Health checks and uptime monitoring
External and internal health monitoring
A health check is "is the service reachable and responsive?" Different stakeholders need different checks.
Levels of health check
Liveness
"Is the process running?"
GET /healthz
→ 200 (process answers)Used by container orchestrator (Podman, K8s) to decide whether to restart. Cheap, always 200 unless the process is wedged.
Readiness
"Can the service handle requests right now?"
GET /healthz/ready
→ Checks DB connection, Kratos/Hydra reachable, etc.
→ 200 only if all OKUsed by load balancer to decide whether to send traffic. If unready, LB routes away.
Deep health
"Is everything internally consistent?"
GET /healthz/deep
→ Runs a test query, calls upstream APIs, checks cache
→ 200 if all green, 503 with details otherwiseSlower. Run from monitoring, not from LB.
What Olympus exposes
| Endpoint | Service | Returns |
|---|---|---|
/health/alive | Kratos | 200 always |
/health/ready | Kratos | 200 if DB up |
/health/alive | Hydra | 200 always |
/health/ready | Hydra | 200 if DB up |
/healthz | Hera | 200 if process running |
/healthz | Athena | 200 if process running |
/healthz | Caddy | 200 if it can respond |
See Health endpoints for details.
External monitoring
Uptime monitor
Free / cheap services that hit your endpoint periodically:
- UptimeRobot: free for 50 monitors, 5-min interval.
- BetterUptime: nicer UI, free tier.
- Pingdom: mature, paid.
- Cronitor: cron-aware.
Each pings /healthz/ready every 1-5 minutes. Alert on failure.
What to monitor
| Monitor | Endpoint | Threshold |
|---|---|---|
| Hera up | https://ciam.your-domain.com/healthz | Down > 1 min |
| Hydra up | https://ciam.your-domain.com/health/ready | Down > 1 min |
| Login works | Synthetic test (real login) | Failure > 1 sample |
| Cert validity | openssl s_client check | < 14 days |
Synthetic tests
Pure HTTP up-check is useful but doesn't catch logical breakage. Synthetic tests simulate real user flows:
// scripts/synth-login.ts (cron every 5 min)
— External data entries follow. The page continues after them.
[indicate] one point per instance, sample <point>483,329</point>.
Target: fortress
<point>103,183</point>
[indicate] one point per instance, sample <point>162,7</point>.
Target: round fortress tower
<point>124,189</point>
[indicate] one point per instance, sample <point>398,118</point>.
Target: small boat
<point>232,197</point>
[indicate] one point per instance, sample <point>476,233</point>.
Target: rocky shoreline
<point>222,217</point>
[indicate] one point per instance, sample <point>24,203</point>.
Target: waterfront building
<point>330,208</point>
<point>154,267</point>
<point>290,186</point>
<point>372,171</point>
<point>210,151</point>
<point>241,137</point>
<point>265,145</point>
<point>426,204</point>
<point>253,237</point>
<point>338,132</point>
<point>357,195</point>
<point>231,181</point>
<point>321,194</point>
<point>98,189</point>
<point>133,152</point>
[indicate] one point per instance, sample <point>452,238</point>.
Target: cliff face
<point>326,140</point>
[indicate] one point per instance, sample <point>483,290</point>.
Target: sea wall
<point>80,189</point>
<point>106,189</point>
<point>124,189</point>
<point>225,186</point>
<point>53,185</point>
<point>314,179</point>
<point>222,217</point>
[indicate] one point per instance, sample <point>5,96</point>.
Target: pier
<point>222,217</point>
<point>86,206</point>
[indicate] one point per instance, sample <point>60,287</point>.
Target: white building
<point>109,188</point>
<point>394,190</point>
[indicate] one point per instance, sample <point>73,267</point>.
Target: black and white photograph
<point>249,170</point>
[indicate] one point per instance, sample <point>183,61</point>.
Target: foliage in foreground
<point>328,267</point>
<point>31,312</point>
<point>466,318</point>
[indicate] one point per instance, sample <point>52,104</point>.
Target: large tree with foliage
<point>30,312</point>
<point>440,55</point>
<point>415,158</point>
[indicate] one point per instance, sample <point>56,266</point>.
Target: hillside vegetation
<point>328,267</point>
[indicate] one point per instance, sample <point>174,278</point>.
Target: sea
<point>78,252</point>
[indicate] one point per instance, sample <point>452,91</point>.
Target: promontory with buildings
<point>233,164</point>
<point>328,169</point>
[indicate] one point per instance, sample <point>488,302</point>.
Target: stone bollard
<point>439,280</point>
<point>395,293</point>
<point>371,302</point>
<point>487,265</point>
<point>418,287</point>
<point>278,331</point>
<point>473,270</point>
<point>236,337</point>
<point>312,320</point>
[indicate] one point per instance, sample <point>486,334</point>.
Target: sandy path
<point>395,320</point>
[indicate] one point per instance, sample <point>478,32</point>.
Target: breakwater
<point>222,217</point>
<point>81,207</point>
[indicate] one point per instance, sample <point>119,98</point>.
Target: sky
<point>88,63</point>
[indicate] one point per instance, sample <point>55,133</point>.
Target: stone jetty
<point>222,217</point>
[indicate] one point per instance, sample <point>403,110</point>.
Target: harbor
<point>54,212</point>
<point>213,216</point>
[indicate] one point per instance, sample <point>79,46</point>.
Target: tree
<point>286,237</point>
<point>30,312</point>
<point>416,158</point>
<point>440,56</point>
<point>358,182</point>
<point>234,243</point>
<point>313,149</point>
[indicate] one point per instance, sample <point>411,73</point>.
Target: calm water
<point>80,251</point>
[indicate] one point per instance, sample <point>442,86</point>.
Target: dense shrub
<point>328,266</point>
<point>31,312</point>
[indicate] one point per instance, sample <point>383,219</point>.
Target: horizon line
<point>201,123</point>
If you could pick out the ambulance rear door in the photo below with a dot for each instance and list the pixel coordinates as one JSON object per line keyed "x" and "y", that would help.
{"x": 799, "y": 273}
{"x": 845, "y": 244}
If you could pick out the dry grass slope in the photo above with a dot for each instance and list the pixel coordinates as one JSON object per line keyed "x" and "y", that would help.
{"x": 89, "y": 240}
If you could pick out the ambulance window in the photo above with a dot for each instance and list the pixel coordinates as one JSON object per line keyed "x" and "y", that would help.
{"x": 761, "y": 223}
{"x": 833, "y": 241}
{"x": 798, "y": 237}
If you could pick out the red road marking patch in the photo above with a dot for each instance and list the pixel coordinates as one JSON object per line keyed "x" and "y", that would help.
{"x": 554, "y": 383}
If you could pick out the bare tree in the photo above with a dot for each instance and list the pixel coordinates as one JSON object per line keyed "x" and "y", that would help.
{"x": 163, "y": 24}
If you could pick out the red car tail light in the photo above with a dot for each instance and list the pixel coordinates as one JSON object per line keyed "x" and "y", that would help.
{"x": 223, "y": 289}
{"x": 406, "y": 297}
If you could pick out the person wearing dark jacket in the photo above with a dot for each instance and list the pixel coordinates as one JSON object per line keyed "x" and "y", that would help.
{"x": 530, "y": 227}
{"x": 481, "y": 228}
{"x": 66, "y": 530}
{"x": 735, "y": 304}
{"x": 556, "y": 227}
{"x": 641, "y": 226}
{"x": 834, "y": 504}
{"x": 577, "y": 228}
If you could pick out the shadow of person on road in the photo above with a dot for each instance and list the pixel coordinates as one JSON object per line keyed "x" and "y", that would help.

const browser = await chromium.launch();
const page = await browser.newPage();
await page.goto("https://ciam.your-domain.com/login");
await page.fill('input[name="identifier"]', "synth@your-domain.com");
await page.fill('input[name="password"]', process.env.SYNTH_PASSWORD);
await page.click('button[type="submit"]');
await page.waitForURL(/\/dashboard/);
console.log("login OK");
await browser.close();Alert if it fails. Catches: cert expiry, DB issues, broken UI, code regressions.
Internal monitoring
For each service, expose /metrics (Prometheus):
http_requests_total{path="/login",status="200"} 1234
http_request_duration_seconds_bucket{...}Scrape with Prometheus. Visualize with Grafana.
Alerts:
# alerts.yml
groups:
- name: olympus
rules:
- alert: HighErrorRate
expr: rate(http_requests_total{status=~"5.."}[5m]) > 0.05
for: 5m
annotations:
summary: "5xx rate above 5%"
- alert: KratosDown
expr: up{job="kratos"} == 0
for: 2m
annotations:
summary: "Kratos has been down for 2+ minutes"Status page
Public-facing: status.your-domain.com.
Tools:
- Statuspage (Atlassian): paid.
- Status.io: paid.
- Cstate: free, static-generated.
- Atlassian Statuspage → free tier.
Host the status page OUTSIDE your main infrastructure, if your infra is down, status should still work.
Incident notification
Tie monitor failures to notifications:
UptimeRobot detects down
↓
PagerDuty / OpsGenie / Pushover
↓
On-call gets pagedFor non-critical:
- Slack notification.
- Email.
For critical (auth completely down):
- Phone call, SMS.
Test your monitoring
Regularly:
- Kill a service for 30 seconds, did alerts fire?
- Trigger a synthetic failure, was it caught?
If alerts didn't fire, fix the monitoring. Untested monitoring is no monitoring.
SLOs
Set Service Level Objectives:
| SLO | Target |
|---|---|
| Login success rate | > 99.5% over 30 days |
| Login latency p99 | < 300ms |
| Uptime (overall) | > 99.9% per month |
Measure against these. Discuss with stakeholders when missed.
Track SLO burn rates, fast burn (1h) vs slow burn (1d). Distinguishes alert urgency.